Growth speed (〈v〉, unfilled circles) and mean current density ($\langle \widehat{J}\rangle$, filled circles) as a function of the square wave voltage amplitude. Error bars in the current density are the propagated uncertainties from the velocity for 3–5 measurements at each amplitude value. The solid line is a best-fit of Equation (2) to the estimated current density data.

4. Discussion

4.1. Use of PEDOT:PSS nanowires to control local protein concentration

PEDOT:PSS nanowires have been reported with diameter of <500 nm.^6–8 Within our lab, diameters of 500 nm – 1.5 μm are typical (Figure 1a and b, Supporting Figure 1). The length of the nanowire is controlled by the position of the two gold electrodes, typically 800 nm to 10 mm. On our size scales, conductivity was found to be independent of nanowire diameter and length. Surface roughness of the nanowires, which determines the electrochemical surface area in contact with the electrolyte solution, was similar for all of the nanowires used in these experiments (Supporting Figure 1).

The results described above show that nanowires can be used to control the local protein concentration (Figure 2 and Figure 3). The profile plots used to quantify the amount of protein as a function of distance are representative of the behavior in the xy plane around the nanowire. The fluorescence intensity at each pixel is the sum of fluorescence in the z direction through the depth of field. For our microscope, the depth of field (~1 μm) is on the same scale as the diameter of the nanowires, (~750 nm to 1.5 μm). Given the cylindrical symmetry of the nanowires, the dominant electric field component is perpendicular to the nanowire and the dominant motion of proteins in this 1 μm slice is in the xy plane.

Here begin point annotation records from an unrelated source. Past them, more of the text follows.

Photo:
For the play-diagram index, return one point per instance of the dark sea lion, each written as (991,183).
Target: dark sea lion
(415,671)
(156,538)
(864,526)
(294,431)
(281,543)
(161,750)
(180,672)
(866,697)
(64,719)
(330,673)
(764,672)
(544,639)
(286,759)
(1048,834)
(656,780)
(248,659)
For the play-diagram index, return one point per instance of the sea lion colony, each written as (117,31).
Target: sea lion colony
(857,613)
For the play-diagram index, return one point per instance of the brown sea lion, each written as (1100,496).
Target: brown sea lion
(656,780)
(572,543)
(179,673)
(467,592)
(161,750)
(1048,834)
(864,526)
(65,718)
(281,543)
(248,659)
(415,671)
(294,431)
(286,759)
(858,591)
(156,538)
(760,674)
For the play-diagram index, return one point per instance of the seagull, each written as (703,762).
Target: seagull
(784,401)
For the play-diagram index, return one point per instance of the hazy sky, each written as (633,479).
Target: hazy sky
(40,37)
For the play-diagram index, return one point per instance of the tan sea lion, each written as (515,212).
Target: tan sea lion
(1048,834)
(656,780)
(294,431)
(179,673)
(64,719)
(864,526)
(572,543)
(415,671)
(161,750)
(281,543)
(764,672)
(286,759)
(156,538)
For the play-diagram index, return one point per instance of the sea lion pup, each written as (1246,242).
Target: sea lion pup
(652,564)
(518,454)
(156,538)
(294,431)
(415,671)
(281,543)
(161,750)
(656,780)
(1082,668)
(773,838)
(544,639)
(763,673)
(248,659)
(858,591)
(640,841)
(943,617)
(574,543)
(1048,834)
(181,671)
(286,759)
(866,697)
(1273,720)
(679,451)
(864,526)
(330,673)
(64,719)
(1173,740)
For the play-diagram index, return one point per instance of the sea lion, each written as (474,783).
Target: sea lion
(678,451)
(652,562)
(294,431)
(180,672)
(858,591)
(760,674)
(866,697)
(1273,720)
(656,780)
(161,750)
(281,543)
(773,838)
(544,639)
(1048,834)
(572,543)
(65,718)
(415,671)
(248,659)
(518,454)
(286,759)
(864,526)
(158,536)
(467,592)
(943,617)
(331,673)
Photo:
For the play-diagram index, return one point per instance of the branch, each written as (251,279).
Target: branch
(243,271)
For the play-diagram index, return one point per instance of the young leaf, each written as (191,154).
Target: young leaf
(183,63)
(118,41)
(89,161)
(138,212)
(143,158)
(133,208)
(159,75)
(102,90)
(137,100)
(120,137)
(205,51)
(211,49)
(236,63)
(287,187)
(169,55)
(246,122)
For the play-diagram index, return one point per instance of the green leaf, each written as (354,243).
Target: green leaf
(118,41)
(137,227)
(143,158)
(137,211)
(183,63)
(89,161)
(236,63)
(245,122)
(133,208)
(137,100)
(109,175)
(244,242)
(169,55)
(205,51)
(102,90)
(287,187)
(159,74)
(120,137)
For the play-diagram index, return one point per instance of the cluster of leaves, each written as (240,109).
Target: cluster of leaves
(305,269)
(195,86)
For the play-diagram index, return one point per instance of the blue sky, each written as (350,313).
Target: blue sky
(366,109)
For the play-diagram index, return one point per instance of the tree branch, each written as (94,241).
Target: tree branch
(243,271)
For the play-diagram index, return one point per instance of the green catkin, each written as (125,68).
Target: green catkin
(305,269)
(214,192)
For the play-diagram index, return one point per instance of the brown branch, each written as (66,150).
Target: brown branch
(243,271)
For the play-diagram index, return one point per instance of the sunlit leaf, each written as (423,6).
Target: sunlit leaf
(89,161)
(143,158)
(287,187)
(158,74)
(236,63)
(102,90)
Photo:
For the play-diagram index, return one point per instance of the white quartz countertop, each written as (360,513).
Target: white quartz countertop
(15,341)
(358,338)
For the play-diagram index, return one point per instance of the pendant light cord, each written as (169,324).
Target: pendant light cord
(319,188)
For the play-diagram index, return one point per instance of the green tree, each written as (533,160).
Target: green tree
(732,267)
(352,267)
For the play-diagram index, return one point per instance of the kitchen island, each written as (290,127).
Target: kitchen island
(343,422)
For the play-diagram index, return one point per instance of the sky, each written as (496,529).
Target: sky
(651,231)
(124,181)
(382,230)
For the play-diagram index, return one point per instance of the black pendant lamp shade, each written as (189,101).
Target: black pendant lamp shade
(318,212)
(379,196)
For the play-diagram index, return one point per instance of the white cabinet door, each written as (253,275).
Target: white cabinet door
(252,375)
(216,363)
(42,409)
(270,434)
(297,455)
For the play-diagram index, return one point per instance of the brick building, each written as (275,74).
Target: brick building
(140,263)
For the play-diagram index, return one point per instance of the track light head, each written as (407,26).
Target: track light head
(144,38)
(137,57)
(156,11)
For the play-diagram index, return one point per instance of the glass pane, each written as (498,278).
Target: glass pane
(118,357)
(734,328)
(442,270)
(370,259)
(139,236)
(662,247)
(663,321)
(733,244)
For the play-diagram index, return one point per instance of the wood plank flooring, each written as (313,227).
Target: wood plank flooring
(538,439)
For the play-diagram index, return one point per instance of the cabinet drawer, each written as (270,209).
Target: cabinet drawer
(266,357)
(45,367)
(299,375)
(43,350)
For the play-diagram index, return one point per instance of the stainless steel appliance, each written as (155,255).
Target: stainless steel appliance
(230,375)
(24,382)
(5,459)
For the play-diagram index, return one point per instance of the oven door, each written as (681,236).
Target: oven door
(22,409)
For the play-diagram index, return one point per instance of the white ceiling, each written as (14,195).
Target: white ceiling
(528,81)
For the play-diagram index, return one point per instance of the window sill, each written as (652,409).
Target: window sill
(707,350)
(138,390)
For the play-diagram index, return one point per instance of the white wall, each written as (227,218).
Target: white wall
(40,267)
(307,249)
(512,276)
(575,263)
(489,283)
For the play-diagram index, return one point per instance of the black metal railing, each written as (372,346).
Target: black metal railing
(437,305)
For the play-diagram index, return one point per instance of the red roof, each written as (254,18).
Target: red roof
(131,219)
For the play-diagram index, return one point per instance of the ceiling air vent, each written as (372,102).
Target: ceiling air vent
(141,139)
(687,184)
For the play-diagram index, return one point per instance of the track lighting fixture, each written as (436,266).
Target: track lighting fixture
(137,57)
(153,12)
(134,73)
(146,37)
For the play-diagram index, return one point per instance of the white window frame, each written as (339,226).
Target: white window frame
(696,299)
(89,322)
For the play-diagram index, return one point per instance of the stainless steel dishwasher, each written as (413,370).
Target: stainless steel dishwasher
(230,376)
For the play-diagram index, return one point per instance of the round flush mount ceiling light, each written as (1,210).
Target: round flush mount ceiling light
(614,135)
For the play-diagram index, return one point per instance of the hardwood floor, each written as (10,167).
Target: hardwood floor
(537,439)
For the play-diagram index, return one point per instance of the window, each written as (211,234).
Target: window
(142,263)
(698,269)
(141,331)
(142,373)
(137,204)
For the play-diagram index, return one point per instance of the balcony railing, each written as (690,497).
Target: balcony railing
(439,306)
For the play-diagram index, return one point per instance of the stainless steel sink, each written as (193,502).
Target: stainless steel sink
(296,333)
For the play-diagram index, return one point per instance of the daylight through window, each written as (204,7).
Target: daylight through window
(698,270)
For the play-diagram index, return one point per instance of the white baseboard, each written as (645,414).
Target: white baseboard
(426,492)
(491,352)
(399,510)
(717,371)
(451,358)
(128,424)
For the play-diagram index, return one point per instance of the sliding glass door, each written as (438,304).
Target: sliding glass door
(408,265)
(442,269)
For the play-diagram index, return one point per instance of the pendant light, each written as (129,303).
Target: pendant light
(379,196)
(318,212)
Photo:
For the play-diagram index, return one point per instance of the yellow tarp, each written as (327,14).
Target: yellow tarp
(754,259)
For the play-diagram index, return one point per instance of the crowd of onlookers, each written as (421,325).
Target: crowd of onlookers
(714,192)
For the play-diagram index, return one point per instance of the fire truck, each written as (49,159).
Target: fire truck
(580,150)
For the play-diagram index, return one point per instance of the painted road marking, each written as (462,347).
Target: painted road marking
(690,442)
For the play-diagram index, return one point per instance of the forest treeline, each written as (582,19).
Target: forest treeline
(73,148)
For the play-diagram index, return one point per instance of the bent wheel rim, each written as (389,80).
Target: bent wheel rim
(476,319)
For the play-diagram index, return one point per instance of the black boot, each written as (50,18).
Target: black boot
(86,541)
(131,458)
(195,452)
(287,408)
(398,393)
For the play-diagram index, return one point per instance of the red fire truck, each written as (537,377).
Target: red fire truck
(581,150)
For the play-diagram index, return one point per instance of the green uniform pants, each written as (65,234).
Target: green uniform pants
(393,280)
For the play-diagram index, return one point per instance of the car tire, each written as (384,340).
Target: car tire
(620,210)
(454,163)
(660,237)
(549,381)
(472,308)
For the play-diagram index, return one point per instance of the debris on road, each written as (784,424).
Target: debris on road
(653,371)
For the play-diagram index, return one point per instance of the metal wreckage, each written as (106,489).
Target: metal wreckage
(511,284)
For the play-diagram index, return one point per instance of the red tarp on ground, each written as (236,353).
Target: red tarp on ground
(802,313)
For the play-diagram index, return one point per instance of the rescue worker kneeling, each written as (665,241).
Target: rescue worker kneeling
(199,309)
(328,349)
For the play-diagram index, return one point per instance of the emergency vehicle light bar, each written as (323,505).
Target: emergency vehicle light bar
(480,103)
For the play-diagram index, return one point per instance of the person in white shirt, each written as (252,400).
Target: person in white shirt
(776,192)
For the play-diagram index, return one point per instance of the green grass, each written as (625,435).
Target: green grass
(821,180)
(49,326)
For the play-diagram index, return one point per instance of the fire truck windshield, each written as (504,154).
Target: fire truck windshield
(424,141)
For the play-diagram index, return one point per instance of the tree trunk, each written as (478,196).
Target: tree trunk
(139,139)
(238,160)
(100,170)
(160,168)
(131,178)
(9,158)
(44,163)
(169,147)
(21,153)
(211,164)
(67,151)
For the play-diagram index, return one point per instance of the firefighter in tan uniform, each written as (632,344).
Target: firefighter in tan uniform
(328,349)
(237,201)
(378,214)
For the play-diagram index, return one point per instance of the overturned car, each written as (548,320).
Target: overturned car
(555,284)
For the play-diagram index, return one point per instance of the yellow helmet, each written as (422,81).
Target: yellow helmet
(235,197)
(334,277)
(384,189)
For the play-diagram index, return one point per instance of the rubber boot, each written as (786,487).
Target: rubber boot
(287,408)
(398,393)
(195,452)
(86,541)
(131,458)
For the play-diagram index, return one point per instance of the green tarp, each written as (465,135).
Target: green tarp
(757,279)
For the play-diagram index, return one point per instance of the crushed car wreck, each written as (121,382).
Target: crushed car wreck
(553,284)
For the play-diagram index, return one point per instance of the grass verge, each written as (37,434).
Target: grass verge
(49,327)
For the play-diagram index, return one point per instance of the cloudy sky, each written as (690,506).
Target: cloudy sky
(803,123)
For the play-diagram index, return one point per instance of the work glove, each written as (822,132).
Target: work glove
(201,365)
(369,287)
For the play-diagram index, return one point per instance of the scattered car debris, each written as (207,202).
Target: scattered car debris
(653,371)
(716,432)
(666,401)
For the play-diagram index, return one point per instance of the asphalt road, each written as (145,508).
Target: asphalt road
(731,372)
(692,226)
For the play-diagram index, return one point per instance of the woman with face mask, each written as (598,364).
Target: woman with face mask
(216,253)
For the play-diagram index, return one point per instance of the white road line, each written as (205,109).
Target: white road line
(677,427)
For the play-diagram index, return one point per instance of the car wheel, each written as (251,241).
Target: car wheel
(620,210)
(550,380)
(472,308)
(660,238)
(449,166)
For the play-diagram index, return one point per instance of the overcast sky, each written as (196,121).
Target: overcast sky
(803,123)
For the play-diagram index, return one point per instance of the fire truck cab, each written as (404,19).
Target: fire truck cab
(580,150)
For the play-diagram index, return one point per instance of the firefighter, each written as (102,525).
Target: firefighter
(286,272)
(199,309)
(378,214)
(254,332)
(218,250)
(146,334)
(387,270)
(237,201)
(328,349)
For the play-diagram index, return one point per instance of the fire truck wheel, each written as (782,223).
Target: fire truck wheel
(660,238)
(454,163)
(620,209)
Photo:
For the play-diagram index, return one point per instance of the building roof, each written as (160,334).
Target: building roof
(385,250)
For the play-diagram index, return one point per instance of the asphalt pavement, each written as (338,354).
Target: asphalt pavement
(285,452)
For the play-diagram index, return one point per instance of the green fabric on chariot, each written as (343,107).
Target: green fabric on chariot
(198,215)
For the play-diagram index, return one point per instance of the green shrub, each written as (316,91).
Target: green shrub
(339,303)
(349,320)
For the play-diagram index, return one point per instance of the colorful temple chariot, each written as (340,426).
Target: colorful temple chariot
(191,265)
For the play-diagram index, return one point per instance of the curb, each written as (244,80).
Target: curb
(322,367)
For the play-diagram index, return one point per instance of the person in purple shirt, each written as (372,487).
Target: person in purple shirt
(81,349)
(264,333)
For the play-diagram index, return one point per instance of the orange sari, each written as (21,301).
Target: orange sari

The distance of activity, 29.6 μm ± 8.6 μm and 16.7 μm ± 2.5 μm for the wide (d = 1.5 μm) and narrow (d = 760 nm) nanowires, respectively, and amount of protein modulated depends on the diameter of the nanowire with the thin nanowire modulating just 22.1% ± 7.3% of the quantity of protein displaced by the wider nanowire (Figure 3, n = 3 for each nanowire diameter). At equilibrium, the small nanowire would be expected to store 50% less charge due to a 50% reduction in surface area. Since BSA acts as the negatively charged species in the electrostatic double layer, this decrease in charge storage will result in the modulation of less BSA. At our frequency (1 Hz), however, the nanowires have not yet charged to equilibrium. This likely explains the deviation from the expected 50% reduction in charge storage. The increased quantity of protein manipulated by the larger nanowire highlights how altering the diameter of a PEDOT:PSS nanowire can provide the appropriate degree of charge storage for a desired application.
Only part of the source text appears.